New Delhi. After Supreme Court asked the government to provide the number of homosexuals living in India, government has turned to Google – the search engine that knows it all. Government has offered Google some relief in cases it has filed against the company for hosting objectionable content if the internet search giant agreed to cooperate and let the secrets of ordinary Indians be known to the government.
“I am sure they know if someone is gay or not,” said union Home Minister P Chidambaram, who otherwise might have to arrange a special gay census to comply with the court order.
Government has asked Google to analyze the search terms, email content, and the nature of websites visited by a user to find out the sexual orientation of that person and submit the data to the Home Ministry.
“It should be as easy as finding out who is pro-BJP or anti-Sonia,” Chidambaram said, “Say a man who has blocked every female contact on his Google-talk list could be marked as gay. Or say a man over 30 visiting Justin Bieber fan sites.”
Experts too believe that Google can easily find out the sexual orientation of a user if the internet company desires so. However, they point out that even the government can find that out as the laws allow them to do virtually anything.
“New IT rules framed last year empowers government to ask a cyber café to record the identity and web history of a user. So not only in an assembly, a person can be identified even while watching porn in a cyber café,” an IT expert pointed out.
“Kapil Sibal is watching you,” he added.
However, the government says that they have no such intentions and have instead asked Google to do the job on their behalf. “The job of finding out the number of homosexuals,” government sources clarified.
“We might run a few analyses and give the data to the government; we are sick of these court cases and don’t want any more confrontations with the government,” a Google employee said.

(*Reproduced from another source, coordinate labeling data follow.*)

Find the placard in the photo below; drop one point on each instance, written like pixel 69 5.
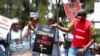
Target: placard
pixel 44 39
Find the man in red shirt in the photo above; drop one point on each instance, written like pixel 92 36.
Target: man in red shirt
pixel 83 34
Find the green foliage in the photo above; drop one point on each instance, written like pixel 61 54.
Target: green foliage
pixel 98 35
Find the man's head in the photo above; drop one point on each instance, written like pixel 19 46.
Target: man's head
pixel 15 24
pixel 34 17
pixel 81 15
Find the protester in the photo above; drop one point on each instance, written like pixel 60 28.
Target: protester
pixel 83 34
pixel 29 31
pixel 13 36
pixel 51 20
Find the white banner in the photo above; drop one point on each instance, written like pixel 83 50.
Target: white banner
pixel 5 24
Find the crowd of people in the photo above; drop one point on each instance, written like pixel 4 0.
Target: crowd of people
pixel 83 36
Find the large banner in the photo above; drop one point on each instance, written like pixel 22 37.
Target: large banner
pixel 71 9
pixel 44 39
pixel 97 14
pixel 5 24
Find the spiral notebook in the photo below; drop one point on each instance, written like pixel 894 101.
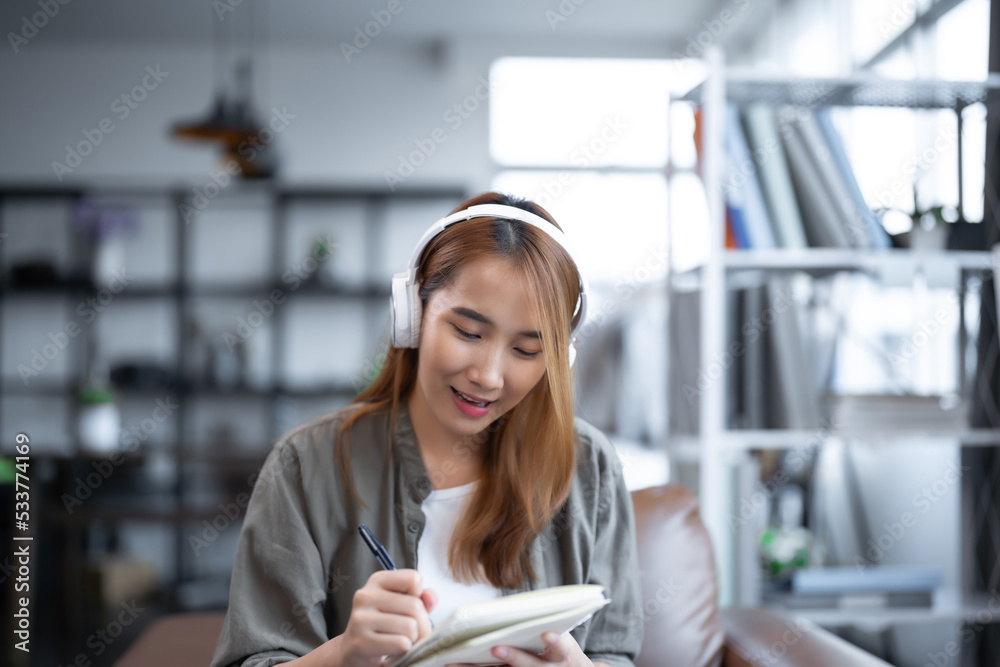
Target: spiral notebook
pixel 518 620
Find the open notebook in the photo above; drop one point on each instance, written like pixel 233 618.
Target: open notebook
pixel 519 620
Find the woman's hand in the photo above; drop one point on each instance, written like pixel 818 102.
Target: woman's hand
pixel 561 650
pixel 388 616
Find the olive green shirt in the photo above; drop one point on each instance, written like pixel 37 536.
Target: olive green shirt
pixel 300 557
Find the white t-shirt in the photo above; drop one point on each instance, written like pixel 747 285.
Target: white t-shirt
pixel 442 508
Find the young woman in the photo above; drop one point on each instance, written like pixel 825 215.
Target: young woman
pixel 463 457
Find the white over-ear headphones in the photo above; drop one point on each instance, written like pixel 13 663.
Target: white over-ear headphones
pixel 404 301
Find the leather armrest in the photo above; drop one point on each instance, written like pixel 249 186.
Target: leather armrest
pixel 180 639
pixel 760 636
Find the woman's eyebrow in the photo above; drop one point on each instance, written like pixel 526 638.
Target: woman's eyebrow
pixel 479 317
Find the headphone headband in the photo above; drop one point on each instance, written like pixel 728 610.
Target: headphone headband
pixel 405 300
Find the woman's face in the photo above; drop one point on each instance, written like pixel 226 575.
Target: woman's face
pixel 480 342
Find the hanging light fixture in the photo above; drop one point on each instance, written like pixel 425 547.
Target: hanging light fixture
pixel 232 121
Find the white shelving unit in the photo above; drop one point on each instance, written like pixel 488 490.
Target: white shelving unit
pixel 722 453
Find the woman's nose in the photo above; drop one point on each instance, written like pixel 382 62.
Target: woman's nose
pixel 487 371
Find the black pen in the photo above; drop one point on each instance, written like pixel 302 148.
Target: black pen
pixel 376 547
pixel 383 556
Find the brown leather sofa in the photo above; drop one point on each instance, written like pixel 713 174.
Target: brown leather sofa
pixel 683 627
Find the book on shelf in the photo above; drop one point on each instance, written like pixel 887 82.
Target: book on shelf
pixel 774 379
pixel 775 180
pixel 744 200
pixel 788 182
pixel 819 211
pixel 850 586
pixel 518 620
pixel 861 214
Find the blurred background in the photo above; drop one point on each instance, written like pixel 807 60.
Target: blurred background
pixel 202 204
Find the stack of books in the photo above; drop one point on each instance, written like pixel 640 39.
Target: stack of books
pixel 789 183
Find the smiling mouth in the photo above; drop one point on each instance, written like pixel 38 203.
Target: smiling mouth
pixel 470 400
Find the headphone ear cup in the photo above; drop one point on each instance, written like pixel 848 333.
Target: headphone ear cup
pixel 399 309
pixel 416 313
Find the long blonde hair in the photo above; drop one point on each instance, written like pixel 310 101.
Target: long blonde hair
pixel 530 452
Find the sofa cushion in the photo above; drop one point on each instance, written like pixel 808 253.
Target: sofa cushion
pixel 677 571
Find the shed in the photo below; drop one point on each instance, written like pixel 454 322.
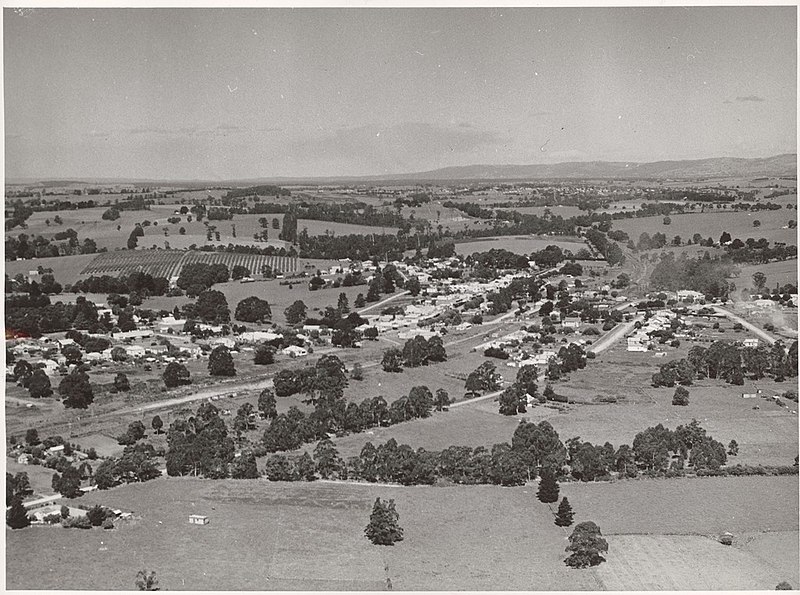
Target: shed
pixel 198 519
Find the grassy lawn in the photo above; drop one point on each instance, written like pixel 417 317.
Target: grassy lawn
pixel 266 536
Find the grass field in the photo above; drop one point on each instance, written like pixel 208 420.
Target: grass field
pixel 520 244
pixel 779 273
pixel 713 222
pixel 268 536
pixel 683 563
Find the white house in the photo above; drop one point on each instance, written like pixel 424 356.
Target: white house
pixel 295 351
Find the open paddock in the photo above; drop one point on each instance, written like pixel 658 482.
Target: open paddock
pixel 266 536
pixel 713 222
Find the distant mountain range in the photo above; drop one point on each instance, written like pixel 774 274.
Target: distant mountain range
pixel 717 167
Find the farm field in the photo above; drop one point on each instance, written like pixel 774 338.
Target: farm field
pixel 778 273
pixel 267 536
pixel 168 263
pixel 713 222
pixel 65 268
pixel 683 563
pixel 520 244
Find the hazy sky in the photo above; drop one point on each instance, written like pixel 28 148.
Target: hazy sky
pixel 234 93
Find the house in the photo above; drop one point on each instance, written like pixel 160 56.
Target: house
pixel 198 519
pixel 295 351
pixel 136 334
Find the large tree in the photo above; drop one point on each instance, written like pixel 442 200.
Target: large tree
pixel 76 390
pixel 253 309
pixel 212 307
pixel 176 374
pixel 383 527
pixel 565 515
pixel 296 313
pixel 220 362
pixel 39 385
pixel 586 544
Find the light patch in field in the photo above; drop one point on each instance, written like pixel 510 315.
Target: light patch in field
pixel 681 563
pixel 329 560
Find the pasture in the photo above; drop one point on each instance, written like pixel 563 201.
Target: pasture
pixel 713 222
pixel 520 244
pixel 277 536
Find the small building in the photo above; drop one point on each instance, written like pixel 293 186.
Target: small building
pixel 198 519
pixel 295 351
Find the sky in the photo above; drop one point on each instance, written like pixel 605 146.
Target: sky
pixel 223 94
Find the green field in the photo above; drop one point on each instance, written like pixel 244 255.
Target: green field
pixel 713 222
pixel 271 536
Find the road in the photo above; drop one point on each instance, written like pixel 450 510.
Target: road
pixel 476 399
pixel 615 335
pixel 749 326
pixel 380 303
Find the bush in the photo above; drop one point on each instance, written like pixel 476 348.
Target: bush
pixel 79 522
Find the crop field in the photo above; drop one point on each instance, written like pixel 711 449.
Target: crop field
pixel 276 536
pixel 168 263
pixel 713 222
pixel 520 244
pixel 778 273
pixel 65 268
pixel 683 563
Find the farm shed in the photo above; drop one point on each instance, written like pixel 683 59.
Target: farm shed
pixel 198 519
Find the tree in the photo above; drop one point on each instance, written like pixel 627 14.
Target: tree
pixel 264 355
pixel 296 313
pixel 326 459
pixel 212 307
pixel 392 360
pixel 220 362
pixel 565 515
pixel 121 382
pixel 548 487
pixel 76 390
pixel 157 424
pixel 759 280
pixel 17 515
pixel 39 385
pixel 96 515
pixel 32 437
pixel 239 271
pixel 146 581
pixel 253 309
pixel 266 404
pixel 681 396
pixel 69 483
pixel 383 527
pixel 586 544
pixel 343 306
pixel 176 374
pixel 442 400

Sources suggest that Government has agreed to this ‘compromise’ by Google, however, the Home Minister clarified that Google won’t be allowed to undertake this analysis on Sonia Gandhi and her family members to find out their sexual orientations as this amounted to violation of privacy.
“Madam Gandhi has a right to privacy and earlier we had granted her the same in case of her illness, and we will be following this policy again,” Chidambaram said.
When Faking News asked why the same set of rules shouldn’t be applied to ordinary Indians, Chidambaram Sehwagesquely told our reporter, “You yourself called them ‘ordinary’ Indians, didn’t you?”